In the minutes soon after the downgrade was announced, the rupee weakened in the non-deliverable forwards market. The local currency market may not see a sharp reaction when it reopens on Tuesday, said K Harihar, treasurer at First Rand Bank.
“The market had been expecting this downgrade for a while since the other two major agencies already have a Baa3 rating for India. Only Moody’s had a higher rating, so we this as an expected adjustment. We do not expect any major movement in the bond or rupee market since India still retains an investment grade rating,” said Harihar.

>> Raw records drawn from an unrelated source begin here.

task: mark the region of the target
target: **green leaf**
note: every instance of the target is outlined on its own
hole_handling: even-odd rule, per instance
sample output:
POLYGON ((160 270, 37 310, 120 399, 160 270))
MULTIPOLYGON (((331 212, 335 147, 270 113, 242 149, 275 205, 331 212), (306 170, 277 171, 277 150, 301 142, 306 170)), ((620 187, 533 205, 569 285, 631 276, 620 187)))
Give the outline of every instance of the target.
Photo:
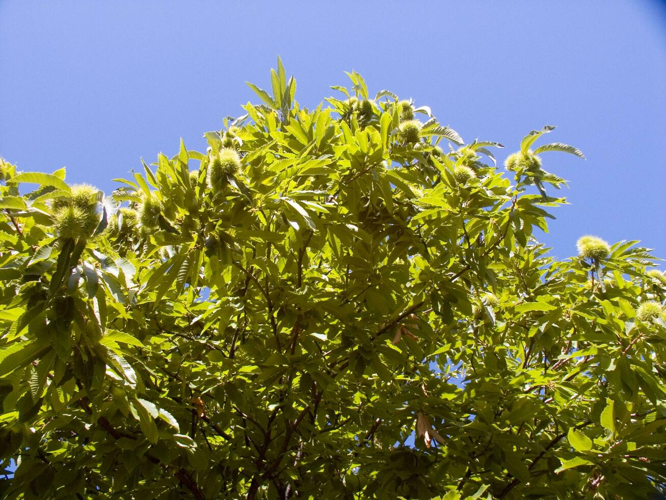
POLYGON ((453 143, 458 145, 463 145, 465 141, 462 140, 460 135, 453 129, 449 127, 437 126, 423 131, 424 134, 428 135, 438 135, 445 139, 448 139, 453 143))
POLYGON ((89 267, 86 263, 83 263, 83 276, 85 277, 86 289, 88 291, 88 298, 92 299, 97 294, 99 287, 99 276, 94 267, 89 267))
POLYGON ((20 196, 4 196, 0 199, 0 208, 25 210, 27 207, 25 200, 20 196))
POLYGON ((102 337, 99 341, 100 343, 107 345, 111 342, 123 342, 129 345, 136 345, 139 347, 143 347, 143 343, 138 339, 135 338, 129 333, 117 330, 107 330, 107 333, 102 337))
POLYGON ((531 131, 523 137, 523 140, 520 141, 520 152, 523 153, 527 153, 535 141, 543 134, 555 130, 555 128, 553 125, 544 125, 543 128, 541 130, 533 130, 531 131))
POLYGON ((586 460, 585 459, 581 458, 580 457, 574 457, 569 460, 565 460, 562 462, 562 465, 558 469, 555 469, 555 473, 559 473, 562 471, 566 471, 569 469, 573 469, 575 467, 580 467, 581 465, 589 465, 592 463, 589 460, 586 460))
POLYGON ((592 440, 582 432, 573 427, 569 429, 567 439, 569 444, 577 451, 589 451, 592 449, 592 440))
POLYGON ((43 186, 53 186, 57 189, 70 192, 69 186, 57 175, 41 172, 23 172, 11 179, 12 182, 27 182, 41 184, 43 186))
POLYGON ((611 434, 615 433, 615 402, 612 399, 606 399, 606 407, 601 412, 600 423, 604 429, 608 429, 611 434))
POLYGON ((539 153, 545 153, 546 151, 561 151, 562 153, 569 153, 571 155, 575 155, 579 158, 582 158, 583 159, 585 159, 585 155, 580 149, 577 149, 573 147, 573 146, 569 146, 568 144, 562 144, 561 143, 544 144, 543 146, 539 146, 535 149, 534 153, 537 154, 539 153))
POLYGON ((268 95, 268 93, 265 90, 260 89, 256 85, 250 83, 248 81, 245 83, 247 84, 248 87, 254 91, 254 93, 259 96, 260 99, 261 99, 261 100, 263 101, 267 106, 272 109, 277 109, 279 107, 276 102, 271 99, 270 95, 268 95))
POLYGON ((523 302, 517 305, 515 309, 516 312, 525 313, 528 311, 554 311, 557 307, 545 302, 523 302))
POLYGON ((308 213, 308 211, 300 206, 297 201, 290 198, 282 198, 282 201, 291 206, 294 210, 296 210, 296 212, 298 213, 298 215, 305 219, 305 223, 308 225, 308 227, 310 227, 310 229, 315 231, 317 229, 317 226, 314 223, 314 221, 312 219, 310 213, 308 213))
MULTIPOLYGON (((5 349, 8 348, 5 347, 5 349)), ((13 344, 11 351, 3 353, 0 361, 0 377, 4 377, 17 368, 27 366, 35 359, 46 354, 51 349, 39 341, 18 342, 13 344)))
POLYGON ((270 70, 270 85, 273 89, 273 101, 277 107, 282 107, 282 91, 280 88, 280 80, 274 69, 270 70))

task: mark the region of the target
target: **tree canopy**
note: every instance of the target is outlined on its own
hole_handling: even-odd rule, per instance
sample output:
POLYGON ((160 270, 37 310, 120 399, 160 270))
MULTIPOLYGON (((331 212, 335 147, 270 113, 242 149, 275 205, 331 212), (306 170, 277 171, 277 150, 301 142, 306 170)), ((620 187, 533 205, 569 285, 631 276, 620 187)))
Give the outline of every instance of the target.
POLYGON ((664 491, 666 276, 537 240, 583 153, 546 125, 501 168, 348 75, 308 109, 278 60, 108 196, 1 161, 4 497, 664 491))

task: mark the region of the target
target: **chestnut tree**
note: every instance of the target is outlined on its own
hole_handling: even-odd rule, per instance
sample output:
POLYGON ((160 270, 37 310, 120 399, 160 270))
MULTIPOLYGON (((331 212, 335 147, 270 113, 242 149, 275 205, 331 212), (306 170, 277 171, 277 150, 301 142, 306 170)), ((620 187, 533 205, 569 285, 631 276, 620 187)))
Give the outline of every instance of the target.
POLYGON ((664 491, 666 276, 537 239, 583 153, 547 125, 498 167, 348 75, 308 109, 278 60, 109 195, 2 161, 3 497, 664 491))

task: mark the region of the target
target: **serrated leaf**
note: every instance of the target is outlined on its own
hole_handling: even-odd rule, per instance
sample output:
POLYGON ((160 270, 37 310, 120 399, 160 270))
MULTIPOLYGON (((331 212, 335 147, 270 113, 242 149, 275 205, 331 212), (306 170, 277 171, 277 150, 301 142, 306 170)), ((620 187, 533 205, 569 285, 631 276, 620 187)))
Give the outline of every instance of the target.
MULTIPOLYGON (((424 126, 425 128, 425 125, 424 126)), ((451 142, 456 143, 459 145, 464 144, 464 141, 462 140, 462 137, 460 135, 456 132, 453 129, 449 127, 437 126, 432 128, 429 128, 427 130, 423 131, 424 134, 427 135, 439 135, 440 137, 448 139, 451 142)))
MULTIPOLYGON (((3 350, 9 349, 5 347, 3 350)), ((5 355, 3 360, 0 361, 0 377, 4 377, 17 368, 27 366, 35 359, 43 356, 50 349, 51 346, 44 345, 39 341, 15 343, 11 351, 5 355)))
POLYGON ((254 93, 259 96, 259 98, 266 103, 267 106, 270 107, 272 109, 276 109, 278 107, 277 104, 271 99, 270 96, 268 95, 268 93, 262 89, 260 89, 256 85, 253 83, 250 83, 248 81, 245 82, 247 86, 254 91, 254 93))
POLYGON ((566 471, 569 469, 573 469, 574 467, 579 467, 581 465, 589 465, 591 464, 589 460, 585 460, 580 457, 574 457, 569 460, 565 460, 562 462, 562 465, 558 469, 555 469, 555 473, 561 472, 562 471, 566 471))
POLYGON ((606 407, 601 412, 599 423, 604 429, 610 431, 611 434, 615 433, 615 401, 606 399, 606 407))
POLYGON ((534 150, 535 154, 539 153, 545 153, 546 151, 561 151, 562 153, 569 153, 571 155, 575 155, 579 158, 582 158, 585 159, 585 155, 580 149, 577 149, 573 146, 569 146, 568 144, 562 144, 562 143, 551 143, 550 144, 544 144, 543 146, 539 146, 536 149, 534 150))
POLYGON ((175 429, 177 432, 180 432, 180 426, 178 425, 178 421, 176 420, 174 416, 166 410, 163 408, 160 408, 159 415, 158 416, 172 427, 175 429))
POLYGON ((57 175, 42 172, 23 172, 11 179, 12 182, 27 182, 40 184, 43 186, 53 186, 57 189, 69 193, 71 189, 67 183, 57 175))
POLYGON ((531 147, 534 141, 536 141, 539 137, 545 133, 548 133, 553 130, 555 130, 555 127, 553 125, 544 125, 543 128, 541 130, 533 130, 524 137, 523 140, 520 141, 520 151, 521 153, 527 153, 527 150, 531 147))
POLYGON ((99 343, 104 344, 105 342, 123 342, 130 345, 136 345, 139 347, 143 347, 143 343, 138 339, 135 338, 129 333, 117 330, 107 330, 107 333, 102 336, 99 343))
POLYGON ((577 451, 589 451, 592 449, 592 440, 577 429, 570 427, 567 439, 569 443, 577 451))
POLYGON ((556 305, 545 302, 523 302, 515 306, 515 311, 519 313, 525 313, 527 311, 553 311, 556 309, 557 309, 556 305))
POLYGON ((92 299, 97 294, 99 287, 99 276, 94 267, 89 266, 86 263, 82 263, 83 276, 85 278, 86 290, 88 291, 88 298, 92 299))

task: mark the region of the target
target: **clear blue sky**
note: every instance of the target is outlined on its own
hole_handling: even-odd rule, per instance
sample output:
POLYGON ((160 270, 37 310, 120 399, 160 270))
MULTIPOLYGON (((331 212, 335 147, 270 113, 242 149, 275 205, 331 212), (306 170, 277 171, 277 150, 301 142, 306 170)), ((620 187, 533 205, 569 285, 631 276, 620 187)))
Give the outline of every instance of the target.
MULTIPOLYGON (((107 193, 139 158, 173 155, 268 87, 280 54, 316 105, 356 69, 371 92, 428 105, 466 141, 517 149, 545 124, 583 161, 545 241, 640 239, 666 257, 666 7, 587 1, 0 2, 0 155, 67 167, 107 193)), ((663 267, 663 266, 662 266, 663 267)))

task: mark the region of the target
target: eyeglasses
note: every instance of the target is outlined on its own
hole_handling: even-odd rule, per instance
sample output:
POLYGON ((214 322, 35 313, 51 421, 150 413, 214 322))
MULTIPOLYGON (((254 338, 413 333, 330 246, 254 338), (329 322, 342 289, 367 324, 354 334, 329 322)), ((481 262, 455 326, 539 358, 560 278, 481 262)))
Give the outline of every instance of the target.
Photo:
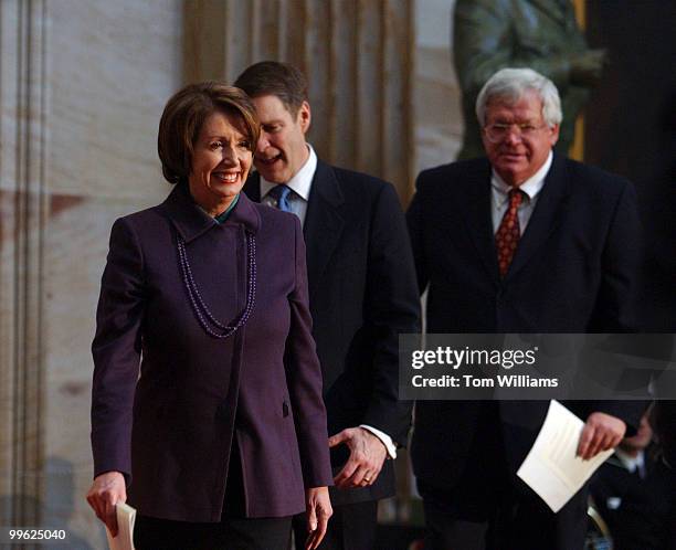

In the bond markets, some impact could be seen on longer term yields, said AjayManglunia, head of institutional fixed income at JM Financial Products.
“The currency has not been under too much pressure, although on the bond side we could see some reversal of yields, which were falling in the recent weeks, in the immediate future but it will recover in time,” said Manglunia. Long term bond yields could edge higher by 10 to 15 basis points, he added.
However, what may remain a concern is the negative outlook that Moody’s has maintained on India’s rating. This could leave India open to another downgrade, which would take it down into junk territory.
“The negative outlook despite the rating downgrade could mean that if over the next 18 months, the rating agencies do not see signs of India’s growth back to a sustainable 6.0-7.0% growth level, we risk being downgraded to Junk,” said Arvind Chari, head of fixed income at Quantum Advisors.
Moody’s tends to be more “nimble” in changing ratings on the upside and downside, said Abheek Barua, chief economist at HDFC Bank. Apart from the short term view on the economy, there is a rationale for a downgrade even from a longer term viewpoint, said Barua.
“If one does not take the longer term view of the economy, there is a rational for a ratings downgrade and a negative outlook. There could be a change in outlook by the other agencies too but S&P has so far has created some leeway for India by appreciating and understanding the challenges in the Indian economy,” Barua said.
The ratings downgrade was not entirely surprising as it now takes the ratings to at par with those assigned by other ratings agencies, said Sameer Narang, chief economist at Bank of Baroda. “However, their assessment of the economic situation has made them continue with a negative outlook.
Fiscal deficit expanded at 4.6 percent in the last fiscal year, materially higher than anticipated. Other ratings agencies may also consider changing their outlook to negative,” Narang said.